The Houston Astros are on to something. They are not so much exploiting the current baseball systems as much as making the most of a bad situation. As must be qualified any time an article is written about the living lab in Houston, they hired smart people and seem innovative – it appears from the outside to be a club with a vision of how they intend to win.
That doesn’t make it right, however. The Astros operated with the lowest payroll in baseball last season. In their own division, the next lowest payroll was nearly double what the Astros pay their players. You don’t need to spend to win (the fourth-lowest payroll in the AL West is, of course, the Oakland A’s, the two-time division champs). But the Astros are not extracting a great deal of value from their roster. They’re getting what they pay for, which is surely by design.

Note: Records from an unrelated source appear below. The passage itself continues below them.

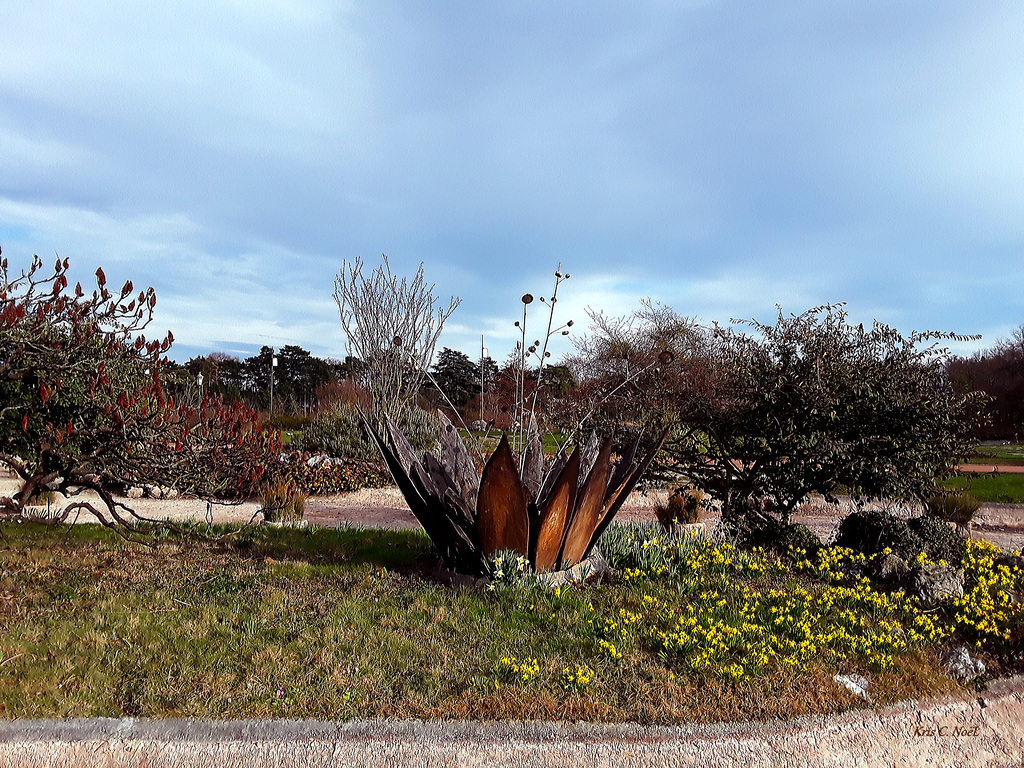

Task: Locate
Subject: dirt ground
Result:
[0,474,1024,551]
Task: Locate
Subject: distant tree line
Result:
[946,326,1024,442]
[172,345,575,428]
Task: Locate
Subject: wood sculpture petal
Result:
[580,429,601,489]
[584,428,669,557]
[440,414,480,518]
[522,424,544,499]
[534,451,580,571]
[559,438,611,568]
[476,434,529,557]
[360,414,449,559]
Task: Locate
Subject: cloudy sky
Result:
[0,0,1024,359]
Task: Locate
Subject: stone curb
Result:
[0,677,1024,768]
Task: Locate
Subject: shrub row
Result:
[276,452,391,496]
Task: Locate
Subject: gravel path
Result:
[0,476,1024,551]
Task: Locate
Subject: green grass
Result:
[0,524,1024,724]
[967,445,1024,467]
[459,429,569,456]
[944,472,1024,504]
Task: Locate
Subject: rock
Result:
[994,552,1024,571]
[905,565,964,607]
[942,645,985,683]
[871,553,910,584]
[537,549,615,587]
[833,673,871,701]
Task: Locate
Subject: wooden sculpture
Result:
[364,418,668,573]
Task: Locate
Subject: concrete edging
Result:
[0,677,1024,768]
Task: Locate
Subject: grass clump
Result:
[260,482,306,522]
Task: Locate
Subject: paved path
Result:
[0,678,1024,768]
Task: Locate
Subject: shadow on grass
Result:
[0,523,440,574]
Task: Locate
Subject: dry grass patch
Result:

The Astros enter the 2014 season looking to get over a dubious hump – stop their consecutive 100-loss season streak at three. Of course, there isn’t any real difference in losing 100 games or 95 games – a bad team is bad no matter what. And with that futility comes reward in the form of draft picks. The Astros are ready to make their third consecutive first overall pick in the June amateur draft.
That is a fine way to acquire high end talent. Carlos Correa, Mark Appel, and the assumed first pick in their year’s draft (Carlos Rodon?) could well be reward enough for the endless losing in Houston. Assuming no undue damage to the franchise in the eyes of its fans and consumers, of course.
It is with that brand damage in mind that the next phase of the Astros plan takes shape. The talent acquisition part is well under way but now the Astros are looking for value – trying to lock up their young players at below-market deals that keep them in Houston longer and for less than the standard six years of team control.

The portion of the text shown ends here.